Note that performance is not rules-based. With this filter, Google is saying they really don’t care how you perform well. It is enough merely to do so. And there is no way to fake performance. The only way to maintain good ranking with this filter is to provide relevant experiences to your users, which is too highly varied to put into a discrete set of rules.

2. Quality signals

I have written extensively about how Panda affects results. So I won’t belabor the point here.The basic principle is that Panda uses crowd sourcing and machine learning to make ever more accurate assessments of the quality of the content in its results. It then rewards high quality content and punishes low-quality content.

Again, this can’t be done with rules. There is no one standard of high quality content that satisfies the various contexts in web publishing. But there are certain signals or hallmarks of quality content that Google can learn through its quality testers and look for. Once it sees those hallmarks, it rewards the pages that manifest them.

3. Semantic smarts

After IBM Watson won at Jeopardy!, I wrote in this blog how I thought future search engines would use semantic smarts to rank pages, rather than the dumb syntactic pattern matching they used at the time. SEO used to be about getting the exact phrases in the right places on pages, and then to vary the language on a page with different phraseology so as not to look like you were trying to game the system.

Semantic search renders all that advice garbage. It’s not about exactly matching the syntax (actual stings of letters and spaces) of the keywords your target audience cares about It’s about matching the semantics of what they type in search. Synonyms can have entirely different syntax. There’s no use trying to re-engineer a semantic algorithm. You just have to write naturally in a way that is relevant to your target audience and forget about building pages solely with exact-match keywords. Of course, it’s important to have those things in the title tags and meta descriptions. But otherwise, it’s not that simple.

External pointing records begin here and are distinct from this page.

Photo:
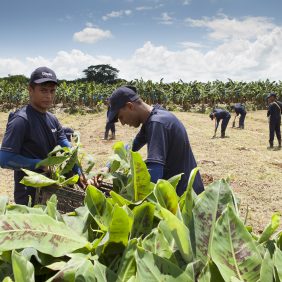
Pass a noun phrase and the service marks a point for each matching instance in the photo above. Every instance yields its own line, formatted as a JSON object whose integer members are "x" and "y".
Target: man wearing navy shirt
{"x": 32, "y": 132}
{"x": 274, "y": 115}
{"x": 240, "y": 110}
{"x": 168, "y": 149}
{"x": 218, "y": 115}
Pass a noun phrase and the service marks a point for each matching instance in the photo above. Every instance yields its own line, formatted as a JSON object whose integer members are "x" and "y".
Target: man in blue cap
{"x": 218, "y": 115}
{"x": 168, "y": 149}
{"x": 274, "y": 116}
{"x": 32, "y": 132}
{"x": 239, "y": 110}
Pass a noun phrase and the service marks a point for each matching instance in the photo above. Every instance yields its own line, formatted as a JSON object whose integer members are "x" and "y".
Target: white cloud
{"x": 91, "y": 35}
{"x": 186, "y": 2}
{"x": 143, "y": 8}
{"x": 165, "y": 19}
{"x": 246, "y": 58}
{"x": 224, "y": 28}
{"x": 188, "y": 44}
{"x": 117, "y": 14}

4. Overoptimization signals

Google has been wise to SEOs for some time. Like virus writers and virus software makers, it has always been a dance of keeping one step ahead of Google and building pages that Google does not penalize for overt uses of SEO. There was a point at which Google caught up and overtook the SEOs on this issue. It was some time in 2011, when Google recognized patterns in the way SEOs responded to algorithm changes. Using machine learning again, Google discovered a way to see patterns in SEO behavior and thwart it before it became widespread. The upshot is: If you find a way to game the system and it becomes even remotely widespread, Google will discover it and write countermeasures into its algorithm. These countermeasures are not typically rules based anymore.

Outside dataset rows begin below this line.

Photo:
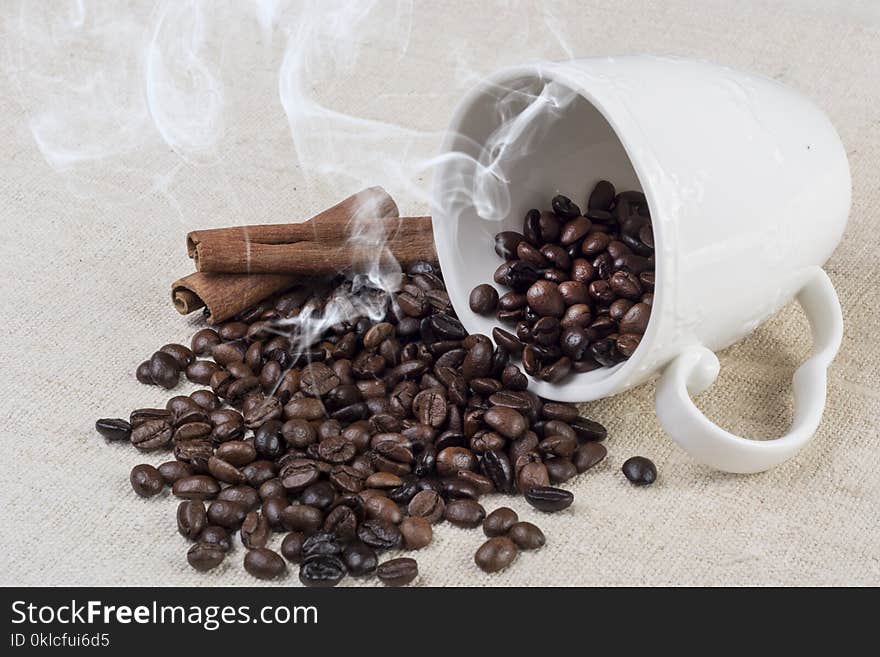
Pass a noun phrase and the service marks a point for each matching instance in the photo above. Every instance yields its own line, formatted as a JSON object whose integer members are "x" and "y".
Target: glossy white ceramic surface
{"x": 747, "y": 182}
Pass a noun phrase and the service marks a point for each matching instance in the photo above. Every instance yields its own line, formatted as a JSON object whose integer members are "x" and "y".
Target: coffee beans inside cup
{"x": 355, "y": 445}
{"x": 580, "y": 285}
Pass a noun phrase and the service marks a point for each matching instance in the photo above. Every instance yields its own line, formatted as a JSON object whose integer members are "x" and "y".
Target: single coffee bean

For example, a couple of years ago, I was on a call with a group and a cocky guy who had recently read a blog post by a prominent SEO was touting using ALT attributes to pump up keyword density in pages. By the time I studied this in greater detail, it was now more of a negative signal for Google than a positive one. In other words, Google was punishing sites for using ALT attributes to pump up keyword density, similar to what it had done with hidden text a decade before. The difference since 2011 is, they actually built a machine learning program to detect algorithm hacks and punish sites that use them programmatically.

5. Link building signals

When Google first started, it was like every other search engine in most ways. It ranked pages by systems of rules based on the syntax of the text on pages. The reason Google dominated the search game was not because it did this part of search better than the others. It was because it also looked at links. Links are the signals that tell Google of the context of the page it is trying to rank. It rewards pages that are contextually relevant to the search query all things considered, based on the quantity and authority of links into the page.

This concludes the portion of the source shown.